Another SoUK.LB program participant, SE Factory is a coding academy in Lebanon that aims to teach young computer science and computer engineering graduates the hard and soft skills needed to become highly employable professional full stack web development, with focus on candidates from lower socioeconomic backgrounds.
The organization used Nicholls’ focus on tracking the changing user experience as a check on its current thinking as the organization looks to scale up and expand to other cities in Lebanon.
“SE Factory’s impact propagates from the education that we provide, the learning process, and the courses’ effects on student employability and socioeconomic status,” said Program Coordinator Aya Hoteit. “To scale up, we will really need to hone in on these indicators.
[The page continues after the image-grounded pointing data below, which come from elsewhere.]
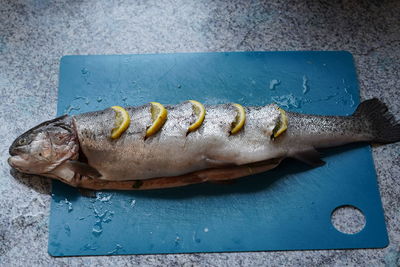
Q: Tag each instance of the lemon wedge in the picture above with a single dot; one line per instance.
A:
(282, 124)
(237, 125)
(159, 116)
(200, 111)
(122, 121)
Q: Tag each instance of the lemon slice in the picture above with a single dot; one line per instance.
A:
(282, 124)
(200, 111)
(122, 121)
(237, 125)
(159, 116)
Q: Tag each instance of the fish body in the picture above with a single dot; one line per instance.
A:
(174, 157)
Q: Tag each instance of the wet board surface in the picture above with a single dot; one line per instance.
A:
(288, 208)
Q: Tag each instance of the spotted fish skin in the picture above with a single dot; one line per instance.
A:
(172, 151)
(78, 149)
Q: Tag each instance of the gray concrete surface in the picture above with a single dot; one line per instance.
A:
(34, 34)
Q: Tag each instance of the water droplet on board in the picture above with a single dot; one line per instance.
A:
(273, 84)
(287, 101)
(69, 204)
(115, 251)
(89, 247)
(306, 88)
(67, 229)
(97, 230)
(103, 197)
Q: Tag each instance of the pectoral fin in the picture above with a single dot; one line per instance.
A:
(83, 169)
(310, 156)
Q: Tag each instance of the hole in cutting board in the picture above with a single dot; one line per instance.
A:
(348, 219)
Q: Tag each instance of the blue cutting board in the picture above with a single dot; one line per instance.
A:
(288, 208)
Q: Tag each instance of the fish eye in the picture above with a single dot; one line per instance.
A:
(22, 141)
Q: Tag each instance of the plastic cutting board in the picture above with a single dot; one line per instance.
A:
(288, 208)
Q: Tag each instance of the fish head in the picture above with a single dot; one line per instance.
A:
(44, 147)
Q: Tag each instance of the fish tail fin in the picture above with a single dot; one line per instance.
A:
(381, 124)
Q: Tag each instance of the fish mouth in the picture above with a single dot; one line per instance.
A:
(17, 162)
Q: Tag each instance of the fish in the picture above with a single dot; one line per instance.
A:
(78, 150)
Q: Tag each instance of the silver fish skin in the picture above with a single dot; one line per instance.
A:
(173, 152)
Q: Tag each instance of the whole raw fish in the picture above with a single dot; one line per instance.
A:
(78, 149)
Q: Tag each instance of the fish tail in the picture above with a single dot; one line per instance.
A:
(382, 126)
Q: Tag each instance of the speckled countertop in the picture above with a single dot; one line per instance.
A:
(35, 34)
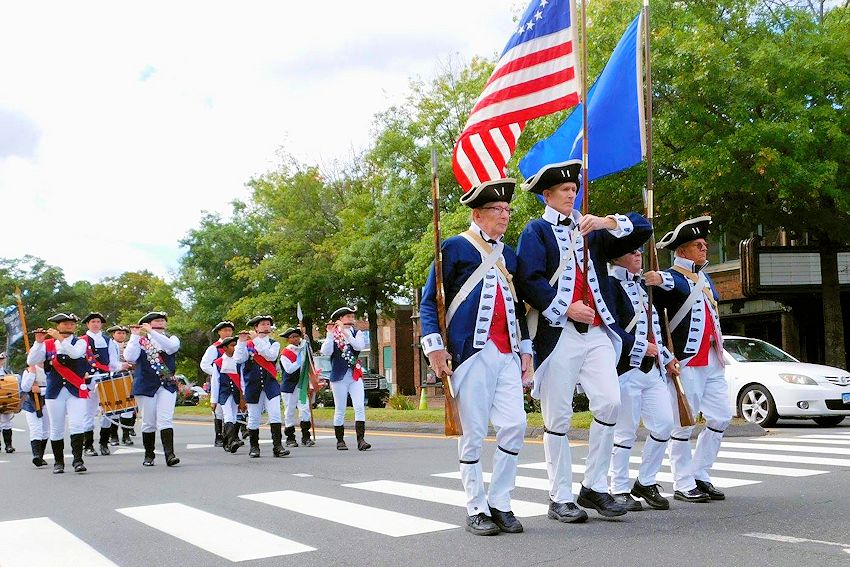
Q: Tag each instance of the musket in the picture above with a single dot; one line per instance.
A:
(686, 418)
(452, 417)
(36, 400)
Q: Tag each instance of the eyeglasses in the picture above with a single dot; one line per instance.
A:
(500, 210)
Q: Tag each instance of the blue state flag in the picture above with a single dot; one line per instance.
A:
(614, 116)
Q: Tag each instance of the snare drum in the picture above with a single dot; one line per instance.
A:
(10, 396)
(116, 393)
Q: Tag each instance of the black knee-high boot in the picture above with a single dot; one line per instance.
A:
(104, 440)
(58, 456)
(339, 431)
(77, 441)
(149, 441)
(277, 437)
(306, 440)
(7, 439)
(167, 437)
(37, 453)
(219, 428)
(360, 429)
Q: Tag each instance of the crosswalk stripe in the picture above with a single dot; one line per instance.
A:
(720, 481)
(369, 518)
(791, 448)
(831, 441)
(751, 469)
(779, 458)
(205, 530)
(42, 541)
(520, 508)
(531, 482)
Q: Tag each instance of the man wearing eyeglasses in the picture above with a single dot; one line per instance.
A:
(689, 296)
(575, 340)
(489, 348)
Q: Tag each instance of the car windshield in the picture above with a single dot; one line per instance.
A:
(754, 350)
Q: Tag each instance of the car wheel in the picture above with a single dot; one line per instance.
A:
(756, 405)
(828, 420)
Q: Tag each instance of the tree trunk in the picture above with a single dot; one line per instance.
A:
(833, 321)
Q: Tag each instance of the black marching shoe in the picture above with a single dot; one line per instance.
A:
(58, 448)
(38, 453)
(254, 440)
(339, 431)
(506, 521)
(127, 431)
(602, 502)
(692, 495)
(360, 429)
(306, 440)
(219, 428)
(88, 444)
(651, 496)
(149, 441)
(709, 489)
(7, 439)
(104, 440)
(625, 500)
(167, 438)
(278, 450)
(77, 441)
(481, 524)
(290, 436)
(113, 435)
(566, 512)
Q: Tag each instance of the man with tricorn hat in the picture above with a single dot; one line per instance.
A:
(154, 354)
(226, 391)
(103, 358)
(224, 330)
(689, 296)
(292, 359)
(576, 339)
(262, 389)
(343, 344)
(127, 419)
(489, 350)
(64, 358)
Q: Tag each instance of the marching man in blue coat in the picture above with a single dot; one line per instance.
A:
(343, 344)
(64, 358)
(260, 374)
(575, 341)
(489, 349)
(643, 384)
(154, 354)
(690, 299)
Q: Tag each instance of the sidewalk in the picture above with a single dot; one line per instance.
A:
(734, 430)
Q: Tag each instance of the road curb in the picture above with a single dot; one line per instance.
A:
(734, 430)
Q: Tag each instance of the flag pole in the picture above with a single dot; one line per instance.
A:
(686, 418)
(585, 178)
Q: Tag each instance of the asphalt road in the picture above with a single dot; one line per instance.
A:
(787, 505)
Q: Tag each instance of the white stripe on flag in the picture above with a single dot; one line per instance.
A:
(215, 534)
(41, 541)
(358, 516)
(523, 102)
(789, 448)
(484, 156)
(442, 496)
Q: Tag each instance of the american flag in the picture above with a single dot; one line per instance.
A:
(535, 76)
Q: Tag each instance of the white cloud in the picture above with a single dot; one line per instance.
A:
(146, 114)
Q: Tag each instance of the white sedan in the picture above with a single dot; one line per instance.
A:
(766, 383)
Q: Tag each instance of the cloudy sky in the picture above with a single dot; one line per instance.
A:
(121, 121)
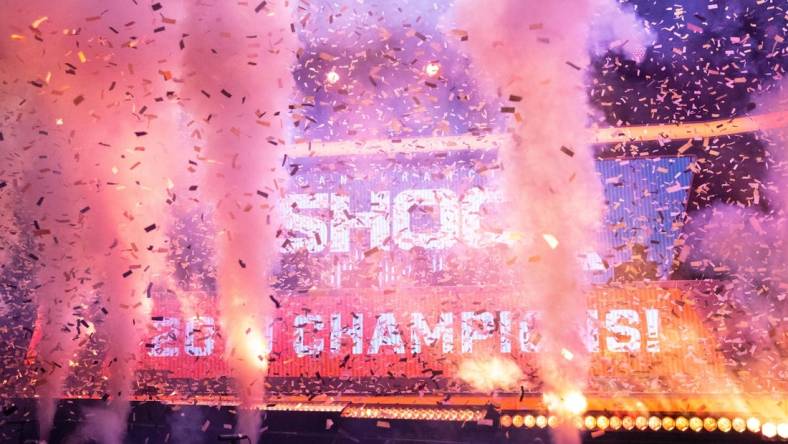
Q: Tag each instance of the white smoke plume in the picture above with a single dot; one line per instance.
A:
(88, 110)
(534, 53)
(237, 85)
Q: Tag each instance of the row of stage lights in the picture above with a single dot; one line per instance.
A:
(604, 423)
(416, 413)
(655, 423)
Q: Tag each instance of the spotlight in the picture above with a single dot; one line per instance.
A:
(668, 423)
(724, 425)
(517, 421)
(769, 429)
(432, 69)
(506, 421)
(754, 425)
(332, 77)
(782, 430)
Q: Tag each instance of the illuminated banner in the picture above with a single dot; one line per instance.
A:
(635, 333)
(432, 217)
(397, 266)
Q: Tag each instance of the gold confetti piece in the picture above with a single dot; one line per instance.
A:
(38, 22)
(551, 240)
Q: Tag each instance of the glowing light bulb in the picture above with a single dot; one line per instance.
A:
(753, 425)
(506, 421)
(782, 430)
(517, 421)
(628, 422)
(432, 69)
(332, 77)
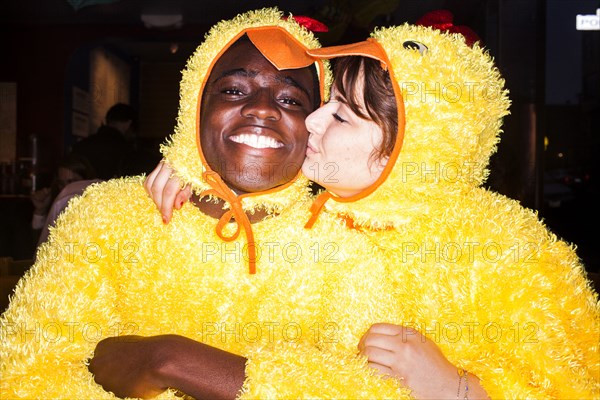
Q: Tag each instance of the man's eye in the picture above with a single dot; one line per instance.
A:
(232, 91)
(290, 101)
(338, 118)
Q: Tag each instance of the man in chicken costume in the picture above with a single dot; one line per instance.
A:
(426, 246)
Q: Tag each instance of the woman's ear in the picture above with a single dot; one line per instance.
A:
(380, 164)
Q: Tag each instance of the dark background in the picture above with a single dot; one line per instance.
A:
(546, 160)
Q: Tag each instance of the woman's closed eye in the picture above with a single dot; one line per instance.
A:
(338, 118)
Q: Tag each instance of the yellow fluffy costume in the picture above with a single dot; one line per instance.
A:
(515, 310)
(473, 270)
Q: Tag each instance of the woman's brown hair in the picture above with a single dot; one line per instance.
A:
(378, 96)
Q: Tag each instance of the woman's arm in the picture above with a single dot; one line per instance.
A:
(404, 353)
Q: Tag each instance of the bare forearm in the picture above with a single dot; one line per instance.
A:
(202, 371)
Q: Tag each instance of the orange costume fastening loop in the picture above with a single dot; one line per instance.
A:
(222, 191)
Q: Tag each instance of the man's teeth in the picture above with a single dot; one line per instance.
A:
(257, 141)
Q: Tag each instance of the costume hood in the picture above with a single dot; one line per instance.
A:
(284, 43)
(451, 101)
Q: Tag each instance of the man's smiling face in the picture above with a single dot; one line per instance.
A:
(252, 126)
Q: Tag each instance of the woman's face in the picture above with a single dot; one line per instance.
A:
(340, 149)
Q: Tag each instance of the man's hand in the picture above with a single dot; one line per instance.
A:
(165, 190)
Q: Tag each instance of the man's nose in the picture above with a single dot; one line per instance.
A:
(262, 105)
(315, 123)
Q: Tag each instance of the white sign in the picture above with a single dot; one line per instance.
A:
(588, 22)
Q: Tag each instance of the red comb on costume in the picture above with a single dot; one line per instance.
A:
(310, 23)
(442, 20)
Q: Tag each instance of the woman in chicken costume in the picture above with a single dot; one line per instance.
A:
(469, 270)
(430, 250)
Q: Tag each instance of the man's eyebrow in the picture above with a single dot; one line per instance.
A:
(236, 71)
(288, 80)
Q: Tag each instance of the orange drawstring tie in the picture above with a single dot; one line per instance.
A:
(316, 208)
(222, 191)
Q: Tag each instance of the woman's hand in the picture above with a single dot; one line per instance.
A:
(136, 366)
(406, 354)
(165, 190)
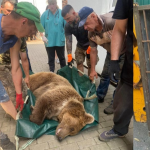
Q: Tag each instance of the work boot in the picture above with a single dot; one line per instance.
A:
(6, 144)
(109, 110)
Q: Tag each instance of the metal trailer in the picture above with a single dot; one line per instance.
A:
(142, 26)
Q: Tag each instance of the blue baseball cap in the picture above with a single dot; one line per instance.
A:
(83, 14)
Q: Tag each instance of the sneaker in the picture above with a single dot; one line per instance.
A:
(6, 144)
(109, 110)
(57, 61)
(109, 135)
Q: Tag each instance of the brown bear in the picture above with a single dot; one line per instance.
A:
(57, 99)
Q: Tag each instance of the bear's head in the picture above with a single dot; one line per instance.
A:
(71, 125)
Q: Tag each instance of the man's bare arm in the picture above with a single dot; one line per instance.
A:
(118, 37)
(69, 44)
(25, 65)
(16, 70)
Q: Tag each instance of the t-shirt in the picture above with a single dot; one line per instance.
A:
(54, 28)
(108, 25)
(4, 46)
(124, 10)
(80, 34)
(5, 57)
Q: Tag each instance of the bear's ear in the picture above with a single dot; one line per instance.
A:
(88, 118)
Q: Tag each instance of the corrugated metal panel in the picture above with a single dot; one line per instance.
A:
(143, 2)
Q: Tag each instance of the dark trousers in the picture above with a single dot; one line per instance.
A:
(51, 56)
(105, 80)
(123, 107)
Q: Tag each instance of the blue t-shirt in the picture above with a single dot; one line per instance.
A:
(4, 46)
(54, 28)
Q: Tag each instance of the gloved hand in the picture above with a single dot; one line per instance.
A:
(19, 101)
(97, 40)
(114, 70)
(45, 40)
(70, 60)
(88, 52)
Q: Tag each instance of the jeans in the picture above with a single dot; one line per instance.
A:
(105, 80)
(60, 50)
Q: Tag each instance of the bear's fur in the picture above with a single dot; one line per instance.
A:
(58, 100)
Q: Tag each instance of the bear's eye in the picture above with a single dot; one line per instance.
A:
(72, 129)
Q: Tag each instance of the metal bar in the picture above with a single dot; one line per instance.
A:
(144, 7)
(142, 63)
(145, 22)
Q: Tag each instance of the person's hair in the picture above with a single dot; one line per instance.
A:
(66, 9)
(16, 16)
(51, 1)
(4, 1)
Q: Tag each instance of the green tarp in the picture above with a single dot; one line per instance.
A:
(82, 84)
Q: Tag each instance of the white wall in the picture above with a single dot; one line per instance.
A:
(100, 7)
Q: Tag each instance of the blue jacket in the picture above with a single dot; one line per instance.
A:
(54, 28)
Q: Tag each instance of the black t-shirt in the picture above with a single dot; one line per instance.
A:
(124, 10)
(80, 34)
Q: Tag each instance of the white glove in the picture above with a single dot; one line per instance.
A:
(45, 40)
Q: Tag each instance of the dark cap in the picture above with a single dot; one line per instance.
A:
(83, 14)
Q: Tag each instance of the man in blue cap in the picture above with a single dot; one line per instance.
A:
(100, 32)
(82, 48)
(23, 21)
(123, 99)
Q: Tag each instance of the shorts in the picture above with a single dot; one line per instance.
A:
(3, 95)
(80, 55)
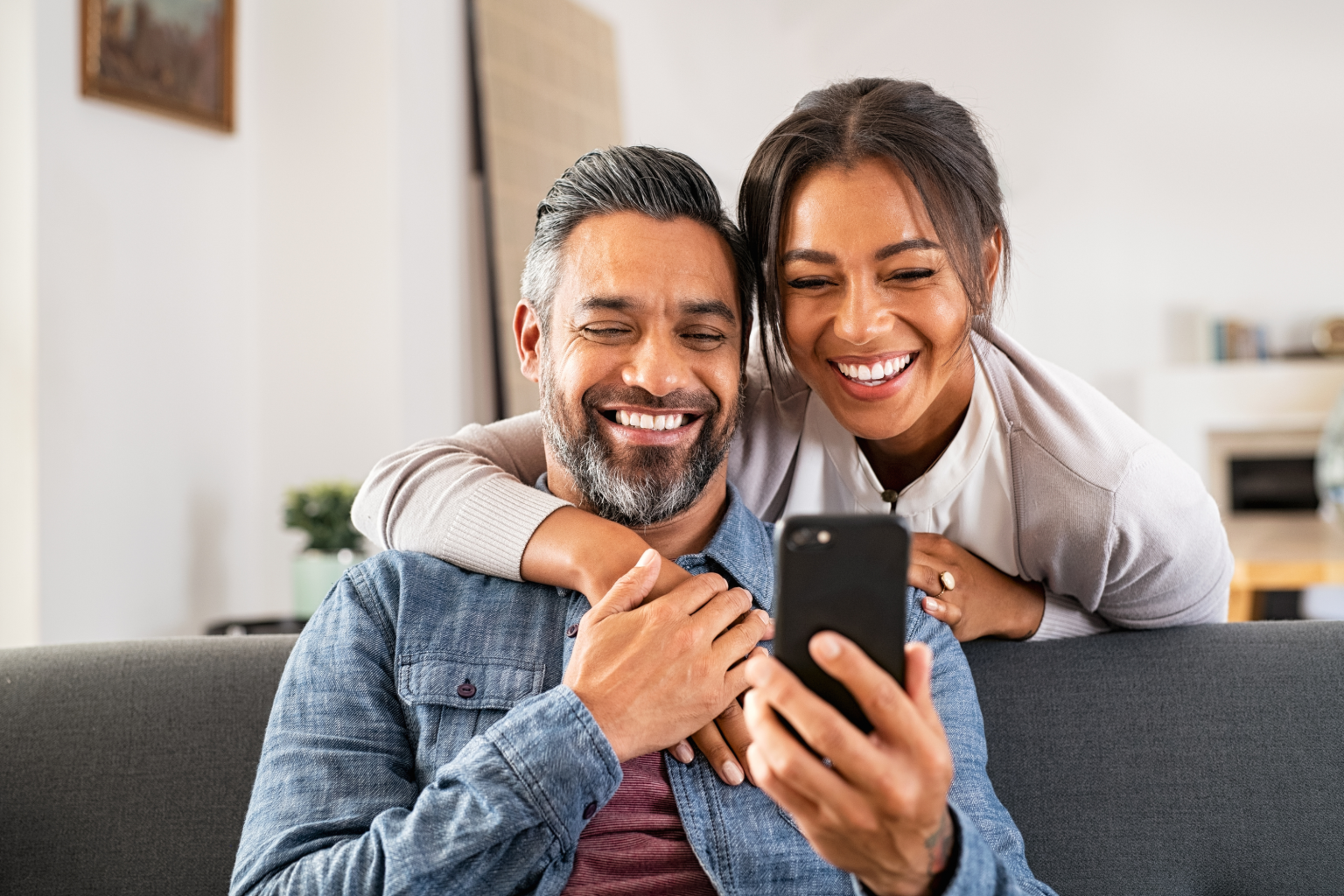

We need to grow our numbers without compromising quality, and the workshop helped us identify what numbers we can focus on in order to maximize the standards that we’ve set,” she said.
SE Factory is looking to expand its course load, expand to other cities, and develop an online course.
SoUK.LB continues to offer workshops such as this one to its selected enterprises as part of its goal to support scalable Lebanese social enterprises that seek to create transformational social or environmental change for the benefit of society.